Mermel a déclaré que la seule façon d’éviter une période d’incubation d’un agent infectieux est de “produire des toxines.”
“Certaines formes d’intoxication alimentaire, comme celles causées par le staphylocoque ou le bacillus cereus, surviennent quelques heures seulement après un repas contaminé en raison de l’effet de la toxine plutôt que de la bactérie qui infecte les cellules, se reproduit et infecte d’autres cellules et ainsi de suite”, a déclaré Mermel. “Cependant, la production de toxine, à ma connaissance, ne fait pas partie des infections virales humaines”.
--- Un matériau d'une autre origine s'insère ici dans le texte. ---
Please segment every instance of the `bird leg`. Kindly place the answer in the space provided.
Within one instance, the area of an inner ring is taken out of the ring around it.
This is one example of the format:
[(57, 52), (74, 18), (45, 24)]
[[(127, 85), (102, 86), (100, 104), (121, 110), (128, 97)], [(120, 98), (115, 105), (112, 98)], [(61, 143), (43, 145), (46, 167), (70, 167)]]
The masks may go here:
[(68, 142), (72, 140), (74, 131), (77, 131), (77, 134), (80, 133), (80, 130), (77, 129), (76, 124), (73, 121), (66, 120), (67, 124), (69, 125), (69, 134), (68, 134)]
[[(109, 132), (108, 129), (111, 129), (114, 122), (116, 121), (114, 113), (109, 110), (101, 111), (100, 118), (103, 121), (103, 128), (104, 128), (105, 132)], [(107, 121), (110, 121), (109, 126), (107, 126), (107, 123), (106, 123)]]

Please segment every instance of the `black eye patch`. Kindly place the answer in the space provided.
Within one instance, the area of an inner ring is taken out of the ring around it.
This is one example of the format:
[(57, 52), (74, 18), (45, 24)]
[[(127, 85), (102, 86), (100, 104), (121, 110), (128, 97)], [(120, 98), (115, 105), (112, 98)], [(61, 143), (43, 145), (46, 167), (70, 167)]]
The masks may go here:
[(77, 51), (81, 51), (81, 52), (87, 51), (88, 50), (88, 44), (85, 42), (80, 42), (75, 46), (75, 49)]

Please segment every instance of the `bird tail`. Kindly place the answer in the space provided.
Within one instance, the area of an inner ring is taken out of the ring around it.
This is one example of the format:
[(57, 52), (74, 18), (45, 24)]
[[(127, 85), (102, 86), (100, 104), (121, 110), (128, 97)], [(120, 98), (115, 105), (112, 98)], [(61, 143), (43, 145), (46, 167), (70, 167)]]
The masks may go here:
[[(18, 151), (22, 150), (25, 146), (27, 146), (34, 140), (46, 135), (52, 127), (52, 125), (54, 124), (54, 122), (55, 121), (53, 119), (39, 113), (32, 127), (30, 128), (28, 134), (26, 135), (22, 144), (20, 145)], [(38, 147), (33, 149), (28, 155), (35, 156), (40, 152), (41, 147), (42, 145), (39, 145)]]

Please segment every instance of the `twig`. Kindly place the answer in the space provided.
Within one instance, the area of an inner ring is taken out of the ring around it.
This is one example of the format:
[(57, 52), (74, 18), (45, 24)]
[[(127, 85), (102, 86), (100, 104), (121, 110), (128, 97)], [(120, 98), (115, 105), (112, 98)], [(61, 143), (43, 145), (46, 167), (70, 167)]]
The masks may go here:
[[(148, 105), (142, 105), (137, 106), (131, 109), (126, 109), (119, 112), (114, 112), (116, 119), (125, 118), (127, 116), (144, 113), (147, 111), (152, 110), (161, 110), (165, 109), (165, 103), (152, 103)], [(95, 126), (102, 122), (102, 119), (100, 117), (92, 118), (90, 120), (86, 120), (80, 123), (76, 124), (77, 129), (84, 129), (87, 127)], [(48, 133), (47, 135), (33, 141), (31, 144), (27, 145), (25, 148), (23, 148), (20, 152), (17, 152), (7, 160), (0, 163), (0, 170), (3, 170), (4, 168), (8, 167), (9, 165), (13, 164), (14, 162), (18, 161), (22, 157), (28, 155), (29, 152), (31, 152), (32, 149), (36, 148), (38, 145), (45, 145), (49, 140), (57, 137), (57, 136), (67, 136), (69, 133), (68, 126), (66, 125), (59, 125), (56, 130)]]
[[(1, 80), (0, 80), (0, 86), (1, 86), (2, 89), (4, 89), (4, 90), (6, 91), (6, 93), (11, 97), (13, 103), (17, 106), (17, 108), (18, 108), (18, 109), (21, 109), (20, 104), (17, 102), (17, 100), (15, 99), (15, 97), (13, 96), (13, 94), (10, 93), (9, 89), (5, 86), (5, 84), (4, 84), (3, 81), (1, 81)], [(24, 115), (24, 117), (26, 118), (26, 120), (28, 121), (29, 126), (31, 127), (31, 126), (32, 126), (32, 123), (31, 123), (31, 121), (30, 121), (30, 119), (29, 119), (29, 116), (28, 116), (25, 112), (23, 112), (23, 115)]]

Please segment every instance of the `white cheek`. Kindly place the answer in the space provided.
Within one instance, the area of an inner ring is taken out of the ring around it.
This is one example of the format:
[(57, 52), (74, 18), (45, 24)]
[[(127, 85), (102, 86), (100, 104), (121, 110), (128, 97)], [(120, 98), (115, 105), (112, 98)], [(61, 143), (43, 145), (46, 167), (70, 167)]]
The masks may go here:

Monica Gandhi, médecin spécialiste des maladies infectieuses et professeur de médecine à l’Université de Californie-San Francisco, est d’accord.
“Il y a toujours une période d’incubation”, a déclaré Gandhi. “Je ne peux pas voir que cela se produise un jour”.
En d’autres termes, les survivalistes ne devraient pas considérer la grippe de Géorgie de “Station Eleven” comme une prophétie. Le virus fictif de la grippe ne passe pas le test du réalisme.